Now let’s take all the similar data away and examine the one big difference between these two presidents. The specter of impeachment wasn’t hovering over Obama as it does Trump. Here I need to make a critical point: Despite what you hear (and perhaps are eager to believe) about how this may play out, set your assumptions aside. We are in uncharted waters here.
We have never had a freely-elected president seeking re-election while facing impeachment. Andrew Johnson, impeached in 1868, was never elected president in the first place—he had only been Abraham Lincoln’s vice president. Both Richard Nixon and Bill Clinton easily won second terms before impeachment proceedings against then even began. Nixon resigned ahead of all but certain impeachment and perhaps even Senate conviction. But Trump’s re-election and impeachment proceedings are occurring simultaneously—as unprecedented as it is astonishing.
Remember: Impeachment—“high crimes and misdemeanors” as the Constitution says vaguely—is whatever a majority of the House of Representatives says it is. What might that be? Ten allegations of obstruction of justice as identified in the Mueller report. His hush-money payoff of porn star/mistress Stormy Daniels. His public attacks on the country’s law enforcement and intelligence institutions. His personal profiteering while in office. Telling federal officials to commit crimes to build his wall because he’d just pardon them anyway. There is also contempt of Congress itself, a charge that was leveled against Nixon. I haven’t even mentioned his latest abuse: Ukraine.

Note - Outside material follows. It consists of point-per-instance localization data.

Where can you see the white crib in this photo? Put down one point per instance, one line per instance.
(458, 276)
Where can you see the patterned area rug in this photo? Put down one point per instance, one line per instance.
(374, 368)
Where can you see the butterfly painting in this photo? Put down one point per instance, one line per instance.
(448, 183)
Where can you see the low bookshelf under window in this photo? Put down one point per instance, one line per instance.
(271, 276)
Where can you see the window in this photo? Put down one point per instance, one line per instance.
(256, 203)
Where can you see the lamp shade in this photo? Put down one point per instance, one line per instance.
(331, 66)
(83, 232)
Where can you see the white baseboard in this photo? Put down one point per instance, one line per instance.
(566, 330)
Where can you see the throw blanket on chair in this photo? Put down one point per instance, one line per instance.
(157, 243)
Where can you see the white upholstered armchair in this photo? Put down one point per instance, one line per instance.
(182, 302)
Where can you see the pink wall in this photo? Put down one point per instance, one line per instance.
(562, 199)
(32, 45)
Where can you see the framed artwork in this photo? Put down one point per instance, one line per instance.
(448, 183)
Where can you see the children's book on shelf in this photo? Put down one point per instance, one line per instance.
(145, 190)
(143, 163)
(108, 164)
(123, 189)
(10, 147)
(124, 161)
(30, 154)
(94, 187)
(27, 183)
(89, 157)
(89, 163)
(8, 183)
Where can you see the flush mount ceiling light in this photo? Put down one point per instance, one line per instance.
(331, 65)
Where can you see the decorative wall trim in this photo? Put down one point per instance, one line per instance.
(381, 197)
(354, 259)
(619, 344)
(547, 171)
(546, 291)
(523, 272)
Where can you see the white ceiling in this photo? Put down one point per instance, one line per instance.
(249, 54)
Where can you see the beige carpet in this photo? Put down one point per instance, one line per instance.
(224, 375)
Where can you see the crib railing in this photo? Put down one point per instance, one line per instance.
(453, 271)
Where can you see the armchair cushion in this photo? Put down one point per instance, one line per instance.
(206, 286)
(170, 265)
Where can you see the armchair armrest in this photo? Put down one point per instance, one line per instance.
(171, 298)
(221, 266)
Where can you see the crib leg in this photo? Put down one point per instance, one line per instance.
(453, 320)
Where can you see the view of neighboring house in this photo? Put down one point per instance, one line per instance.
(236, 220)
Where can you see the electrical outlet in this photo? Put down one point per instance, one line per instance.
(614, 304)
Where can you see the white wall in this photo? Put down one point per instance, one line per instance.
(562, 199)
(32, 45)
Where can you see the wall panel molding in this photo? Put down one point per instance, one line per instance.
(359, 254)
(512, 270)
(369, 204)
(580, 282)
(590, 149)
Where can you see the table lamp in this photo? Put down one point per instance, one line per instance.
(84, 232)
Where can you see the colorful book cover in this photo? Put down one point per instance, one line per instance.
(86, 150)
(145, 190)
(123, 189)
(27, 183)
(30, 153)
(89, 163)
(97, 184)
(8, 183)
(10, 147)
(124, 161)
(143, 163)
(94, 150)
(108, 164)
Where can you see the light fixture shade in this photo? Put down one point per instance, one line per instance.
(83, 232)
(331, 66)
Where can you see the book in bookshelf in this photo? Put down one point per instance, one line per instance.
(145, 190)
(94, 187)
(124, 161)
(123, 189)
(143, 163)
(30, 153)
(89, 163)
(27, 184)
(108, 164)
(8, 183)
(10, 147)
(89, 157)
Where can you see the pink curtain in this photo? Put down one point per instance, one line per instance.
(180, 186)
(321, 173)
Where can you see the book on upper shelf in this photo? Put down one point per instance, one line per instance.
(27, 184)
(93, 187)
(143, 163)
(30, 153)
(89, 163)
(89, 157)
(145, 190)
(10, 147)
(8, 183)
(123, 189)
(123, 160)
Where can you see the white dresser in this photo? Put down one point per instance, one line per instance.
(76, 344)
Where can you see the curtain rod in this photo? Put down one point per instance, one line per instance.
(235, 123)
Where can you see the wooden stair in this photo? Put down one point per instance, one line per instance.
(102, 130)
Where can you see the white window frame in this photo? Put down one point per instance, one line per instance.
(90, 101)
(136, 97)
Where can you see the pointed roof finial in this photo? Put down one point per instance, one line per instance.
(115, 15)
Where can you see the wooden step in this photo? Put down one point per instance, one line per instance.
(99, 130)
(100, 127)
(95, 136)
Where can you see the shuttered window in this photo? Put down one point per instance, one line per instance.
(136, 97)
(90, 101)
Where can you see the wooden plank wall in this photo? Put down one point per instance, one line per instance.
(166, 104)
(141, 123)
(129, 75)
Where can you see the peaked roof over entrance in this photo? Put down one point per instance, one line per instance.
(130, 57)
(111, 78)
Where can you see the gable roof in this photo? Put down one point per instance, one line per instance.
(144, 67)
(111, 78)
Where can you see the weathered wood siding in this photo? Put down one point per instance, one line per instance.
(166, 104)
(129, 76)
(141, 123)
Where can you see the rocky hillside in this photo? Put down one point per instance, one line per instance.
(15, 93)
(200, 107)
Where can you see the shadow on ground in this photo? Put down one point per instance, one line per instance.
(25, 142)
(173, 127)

Bill Clinton was impeached for obstructing justice—lying about an affair. Trump’s crimes are not only more numerous but far more serious. This much is clear: What Trump has done, frankly, is spectacularly impeachable, and he will be impeached. But conviction in the Republican-dominated Senate? Of course not—though newly retired Senator Jeff Flake of Arizona a Republican, says most of GOP colleagues detest Trump and would vote to convict—IF the vote was private. But it won’t be, of course.
The “conventional wisdom” is that impeachment will fire up Trump’s base—and there are signs that this is happening. Trump is raising millions, which is quickly being pumped into swing states that will determine the election. But who’s to say it won’t also fire up the Democratic base?
It’s also important to note that we’ve just moved into a new phase, where hearings will be held in public—giving millions of Americans more direct exposure to Trump’s dirty dealings. TV coverage of the Watergate hearings was a spectacle that day by day dragged Nixon down. The media is far more scattered today than in 1973-74 of course, and Trump fans watching only Fox will be exposed to little of it. But most Americans get their news elsewhere. How this coming avalanche of evidence against the president is presented—and consumed—as it drips out each day could move independents against the president; if I were him that’s what I’d worry about most.